Online communities are a powerful tool. Get the strategy right and they can help to generate a major success story: get them wrong, and they fade into insignificance, if you are lucky!
Historically, social media was seen as an anathema to businesses like banks.
Thankfully such narrow minded thinking is a thing of the past, but some businesses have gone too far in the other direction.
Excesses are dangerous. If a financial organisation is excessively insular it looks out of touch, whereas by going to the other extreme, and jumping on every social media trend available, banks risk being seen like the deeply embarrassing parent dancing to the latest youth anthem.
Rob Cottingham captures this phenomenon well in the attached comic strip.
In the most recent Mapa Credit Card Dashboard update we recorded the demise of First Direct’s Little Black Book.
This was the first UK bank online community site retained exclusively for customers to share reviews of both banking and non-banking experiences when it was launched way back in 2008.
The bank’s stated reason for closure was customer feedback which identified that “numerous review sites online…have become a lot bigger than the Little Black Book”. No doubt the usual suspects of social media like Facebook, Twitter etc. are ‘bigger’ – but size is only one factor when considering online communities, and not necessarily the most important.
Online communities can be used to develop customer relationships but they come into their own when considered as sources of information for targeted sales.
The most successful way to exploit this opportunity for sales is to develop a number of groups and or sub-groups within the main online community. These groups are defined by customer interests and service requirements.
By increasing the number of groups the online community benefits and the community provider, in this case banks, profits from the opportunity to identify additional customer segments. At a certain point when enough information has been generated within the communities it becomes possible to segment further into highly personalised micro-segments.
Micro-segmentation is a hotly debated topic often mentioned in the same breath as big data. In the context of online communities these micro-segments provide more targeted insight, making sales and marketing strategies more effective, whilst providing a highly personalised and predictive approach to the sales process.
The online community sales and market segmentation opportunity
By interrogating the data provided from communities, for example considering communication streams and topics of conversation, upsell and cross-sell opportunities can be increased.
Social media, like any communication platform, needs to be used in a targeted fashion: its use should imitate a scalpel not a meat cleaver.
Good online communities should follow a set of simply guidelines:
- Relevance. Communities must make sense in relation to the customer or segment in question. For example who is it targeting and for what reason? Is it to increase spending or to keep the customer from churning?

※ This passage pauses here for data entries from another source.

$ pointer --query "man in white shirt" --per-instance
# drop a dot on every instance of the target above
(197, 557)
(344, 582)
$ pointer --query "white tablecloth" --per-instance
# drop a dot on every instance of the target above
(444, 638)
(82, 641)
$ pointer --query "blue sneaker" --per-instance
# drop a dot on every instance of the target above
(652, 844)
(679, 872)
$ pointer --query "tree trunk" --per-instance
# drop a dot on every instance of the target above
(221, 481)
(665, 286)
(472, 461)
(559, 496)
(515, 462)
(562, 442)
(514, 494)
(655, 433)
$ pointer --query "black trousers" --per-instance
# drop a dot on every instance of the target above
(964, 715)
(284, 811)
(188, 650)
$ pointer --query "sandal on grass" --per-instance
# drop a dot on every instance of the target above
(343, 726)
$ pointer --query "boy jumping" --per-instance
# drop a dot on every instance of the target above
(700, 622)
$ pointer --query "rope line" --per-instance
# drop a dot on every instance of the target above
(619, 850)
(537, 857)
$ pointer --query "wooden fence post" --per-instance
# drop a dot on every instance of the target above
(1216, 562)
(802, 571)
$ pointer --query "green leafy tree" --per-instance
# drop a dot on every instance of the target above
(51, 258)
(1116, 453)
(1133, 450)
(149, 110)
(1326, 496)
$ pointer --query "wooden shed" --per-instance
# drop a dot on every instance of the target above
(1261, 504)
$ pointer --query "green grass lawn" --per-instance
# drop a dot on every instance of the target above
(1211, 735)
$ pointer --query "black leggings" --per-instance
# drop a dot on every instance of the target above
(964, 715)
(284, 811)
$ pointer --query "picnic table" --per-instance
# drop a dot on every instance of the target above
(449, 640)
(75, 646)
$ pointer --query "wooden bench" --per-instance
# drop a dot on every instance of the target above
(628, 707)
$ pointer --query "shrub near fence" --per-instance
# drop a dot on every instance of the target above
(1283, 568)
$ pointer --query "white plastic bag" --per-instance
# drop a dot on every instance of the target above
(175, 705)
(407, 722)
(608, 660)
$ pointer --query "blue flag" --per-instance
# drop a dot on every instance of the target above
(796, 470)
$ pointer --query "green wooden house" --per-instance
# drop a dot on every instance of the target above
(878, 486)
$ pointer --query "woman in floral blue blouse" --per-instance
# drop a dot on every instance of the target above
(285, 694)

- Logic. It must make sense for the service, product or information to be delivered through the social platform in question. There is nothing worse than a random product insertion and it has the potential to alienate the community members.
- Integration. Any service offering should appear to seamlessly link into the community ethos, its pertinence and relevance being unquestionable.
Successful targeted online financial communities
Whilst monitoring the digital strategies of banks we have come across a number of innovative uses of online communities. An area within which banks have been particularly active is the enterprise sector with SMEs.
Many of the communities developed for this segment have been highly successful and widely utilised. One of the most original is Commonwealth Bank’s “Women in Focus”, a forum dedicated to connecting business women in Australia through the provision of events, workshops and partnerships.
The community even has an area where business owners can promote their products and services. Although the services provided are not within the remit of the bank’s core products, this site does fulfil the criteria of a good online community by providing pertinent and useful services to its members.
A leading example in the US is American Express with its OPEN Forum, which provides video, articles, blogs, podcasts and expert advice for business owners.
The Community has a “Highlights” section which features blogs and articles on topics such as branding and employee morale. In its second year OPEN increased unique visitors by 525% from 160,000 to over a million.
AMEX’s proposition demonstrates a number of online community best practice features including pertinence, relevance and service integration through the incorporation of the OPEN Forum within the wider proposition, which includes a dedicated selection of credit card products for SMEs.
Financial communities are both relevant and useful for SMEs, as business owners are limited in their choices, yet have a close working relation with their financial advisors.
This provides the opportunity for banks to provide SME communities with core banking products through integration into the communities themselves.
In this way the community serves as a cross-selling and value added service opportunity. In contrast The Little Black Book did not promote cross sales and First Direct made minimal effort explaining how these features were relevant to the bank or its customers.
Perhaps the most important factor for banks to maintain a successful community is the integration of products and services.
The Little Black Book may have had more success had it integrated information and services surrounding loyalty and other schemes usually associated with credit cards such as frequent flyer programmes.
But let us not denigrate First Direct. It was the first to approach communities indirectly by providing a non-core banking offering. It remains an innovator in this space and has simply been overtaken by developments elsewhere on the web.
It should also be commended for recognising this and reacting to customer input to remove the service, and thereby proving that they actually listen to those very online community members.